The State Prosecutor's Office yesterday dropped all charges against a prominent Israeli journalist who had been suspected of rape. The investigators concluded that journalist Adam Shuv was probably not guilty.
"Regretfully, almost all media acted immorally in reporting about my case," Shuv said in a letter to various media outlets.
"Some unethically and prematurely reported on the fact that I had been called in for questioning. Others made false reports about suspicions, complaints and details that never happened, and were never included in the police case."
Shuv had been suspected of having unlawful sex with one minor and of committing indecent acts with another. He worked until recently as the editor of TheMarker Cafe, the social networking site of Haaretz's sister publication, TheMarker. Before that, Shuv was a crime reporter.

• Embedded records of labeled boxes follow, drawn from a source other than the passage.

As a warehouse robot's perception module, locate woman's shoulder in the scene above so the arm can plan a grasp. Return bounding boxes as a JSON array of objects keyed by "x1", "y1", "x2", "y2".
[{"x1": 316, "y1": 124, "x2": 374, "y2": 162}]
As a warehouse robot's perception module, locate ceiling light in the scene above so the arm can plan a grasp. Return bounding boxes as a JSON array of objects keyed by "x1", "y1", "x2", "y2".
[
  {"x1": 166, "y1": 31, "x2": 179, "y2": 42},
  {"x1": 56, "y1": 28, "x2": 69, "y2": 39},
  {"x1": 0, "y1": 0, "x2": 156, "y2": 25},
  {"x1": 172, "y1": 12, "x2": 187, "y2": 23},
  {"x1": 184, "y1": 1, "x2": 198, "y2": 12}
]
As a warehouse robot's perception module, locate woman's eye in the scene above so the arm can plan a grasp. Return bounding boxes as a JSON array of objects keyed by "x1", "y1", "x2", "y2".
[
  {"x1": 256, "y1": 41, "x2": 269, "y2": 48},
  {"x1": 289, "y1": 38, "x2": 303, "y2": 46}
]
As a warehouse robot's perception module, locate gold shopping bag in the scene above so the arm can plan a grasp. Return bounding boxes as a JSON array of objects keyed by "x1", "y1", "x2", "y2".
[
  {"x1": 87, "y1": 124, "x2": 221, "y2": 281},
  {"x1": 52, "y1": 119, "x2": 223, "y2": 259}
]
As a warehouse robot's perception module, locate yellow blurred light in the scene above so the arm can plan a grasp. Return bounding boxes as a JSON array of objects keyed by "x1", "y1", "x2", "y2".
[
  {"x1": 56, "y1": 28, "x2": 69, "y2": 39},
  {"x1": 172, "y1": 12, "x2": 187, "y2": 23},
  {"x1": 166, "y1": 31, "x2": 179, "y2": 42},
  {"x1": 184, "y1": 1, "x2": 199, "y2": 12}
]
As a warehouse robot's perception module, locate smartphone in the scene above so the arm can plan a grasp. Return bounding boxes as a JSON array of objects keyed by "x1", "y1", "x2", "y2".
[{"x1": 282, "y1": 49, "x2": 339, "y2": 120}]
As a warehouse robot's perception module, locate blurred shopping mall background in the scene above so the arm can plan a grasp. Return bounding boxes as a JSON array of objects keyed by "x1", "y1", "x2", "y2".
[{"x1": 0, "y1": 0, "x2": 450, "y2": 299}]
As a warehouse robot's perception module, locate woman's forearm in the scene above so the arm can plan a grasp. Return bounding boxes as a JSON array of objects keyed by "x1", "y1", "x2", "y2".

Shuv's attorney, Lior Epstein, said after the decision to drop the charges that "the public's right to know must not be confused with the public's right to peep."
Epstein complained that the media was focusing on the opening of criminal investigations instead of their findings. "Shuv was sentenced in the media's court, but the case's closing will be marginalized because it's only a follow-up story," the attorney added.
In his letter, Shuv wrote: "During these difficult times, I find myself reckoning with my own actions as a reporter. I'm asking myself whether I had been sensitive enough to the dignity and presumed innocence of suspects. I hope this affair will prove to be a turning point in the way the media handles similar cases."
Police arrested Shuv early last month, releasing him to house arrest the following day.
After the arrest, a spokesman for the Tel Aviv District Police said the minor's complaints had been examined over the past two weeks, leading police to decide that an investigation was justified.